Hoffe bald ein Lebenszeichen/ Lesezeichen = Buch Tipp von euch zu erblicken ?
:lol:
LB
Hallo LaBelle,
das ist ein wenig schwierig, kenne ja Deine Literatur-Richtung nicht.
LG
Irmgard
Hallo Irmgard,
schön daß du dich gemeldet hast. Nein, ich habe gar nicht so an mein (Buch)richtung gedacht, viel mehr wollte ich allgemein erfahren, wer gerade was liest, ob es sich lohnen könnte.

Was mich angeht, lese alles was mir unter die Nägel kommt :lol:

Derzeit von Heidegger, in der Hoffnung, endlich erleuchtet zu werden :lol:
z.b. "Was heisst Denken"; "Der Ursprung des Kunstwerks" ; "Gelassenheit" - aber das kann noch dauern...

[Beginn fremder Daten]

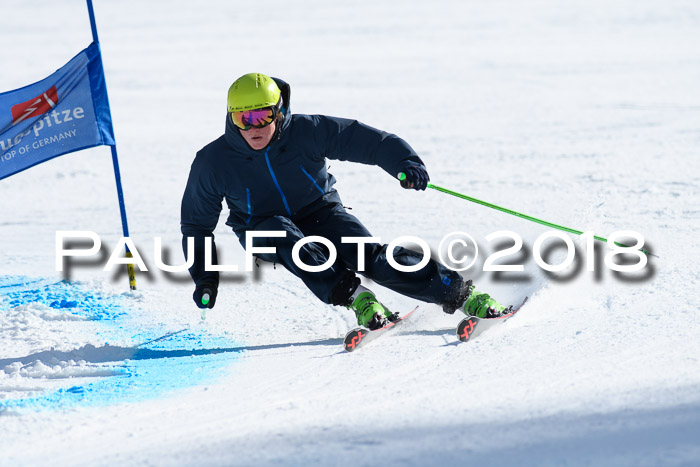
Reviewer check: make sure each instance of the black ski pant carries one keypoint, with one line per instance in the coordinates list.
(434, 283)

Aber auch Patrick Süßkind, Arnold Stadler, Botho Strauß...ach wenn der Tag nur mehr Std. hätte...:cry:
Zum Entspannen :lol: quasi als Kontrast, laß ich unlängst "Mein Chef ist ein Arschloch, ihrer auch?" von Margit Schönberger :lol: :lol: :lol:
Ja und wer Charles Baudelaire oder gar Georges Bataille mag, ist mir schon eh sympathisch.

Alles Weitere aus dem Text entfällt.